Today’s generation of parents are more averse to the hazards outside their home than ever before. However, while there are risks outside the home, they pale in comparison to the danger that comes from too much time cooped up indoors. Richard Louv, author of Last Child in the Woods: Saving our Children from Nature-Deficit Disorder, makes the case that less time outdoors for children is leading to increased obesity, more stress, greater likelihood of learning disorders and even greater depression.
At NOLS, we know well the lessons learned in the outdoors. Our students gain lifelong recreation skills, experience natural history, practice leadership and leave their courses in possibly the best shape they’ve ever been. In addition, they build unique and special friendships and memories that stay with them for a lifetime.
I urge all of you to do what you can to return young people to the outdoors: pass along a NOLS catalog to a potential student, help organize an outdoor club at a high school or middle school, plan an outdoor adventure for your family, help other organizations that are committed to time in the outdoors. By doing so, you can help build a stronger and happier future generation.
Now is also the time to work with your local schools to focus more of their resources on reconnecting kids to nature and outdoor activities. After all, schools that use outdoor classrooms do better academically across the board, it doesn’t matter whether it is science or whether it is on other standardized tests.
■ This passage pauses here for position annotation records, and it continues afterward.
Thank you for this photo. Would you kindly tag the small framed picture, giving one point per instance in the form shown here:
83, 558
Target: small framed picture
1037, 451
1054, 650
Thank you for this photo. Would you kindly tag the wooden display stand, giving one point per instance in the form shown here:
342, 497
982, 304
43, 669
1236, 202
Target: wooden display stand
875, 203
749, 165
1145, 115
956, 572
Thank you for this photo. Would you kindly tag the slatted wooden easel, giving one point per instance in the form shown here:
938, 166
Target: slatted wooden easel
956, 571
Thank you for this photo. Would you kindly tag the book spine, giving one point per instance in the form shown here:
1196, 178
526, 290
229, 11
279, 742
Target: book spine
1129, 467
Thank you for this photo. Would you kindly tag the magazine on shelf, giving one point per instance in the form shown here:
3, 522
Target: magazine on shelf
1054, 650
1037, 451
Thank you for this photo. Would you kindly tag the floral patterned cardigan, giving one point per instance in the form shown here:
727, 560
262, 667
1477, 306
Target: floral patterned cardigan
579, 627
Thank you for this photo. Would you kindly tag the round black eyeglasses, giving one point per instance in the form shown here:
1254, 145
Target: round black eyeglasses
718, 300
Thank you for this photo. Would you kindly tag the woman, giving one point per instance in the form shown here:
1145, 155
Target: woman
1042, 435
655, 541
Personally, time in the outdoors has led to my closest relationships and friendships. This summer was no exception as I went on a backpacking trip in the Wind River Range with my two oldest children and a week-long camping trip with the whole family. Experiencing the remote corners of the Winds through my children’s eyes was a wonderful experience. My daughter Mara and I were also able to climb the Grand Teton together on the Upper Exum Ridge. Now, when we drive by the Grand, she looks at the mountain differently; she looks at it intimately. There is little doubt that the memories and lessons of those trips will be with my children for a lifetime.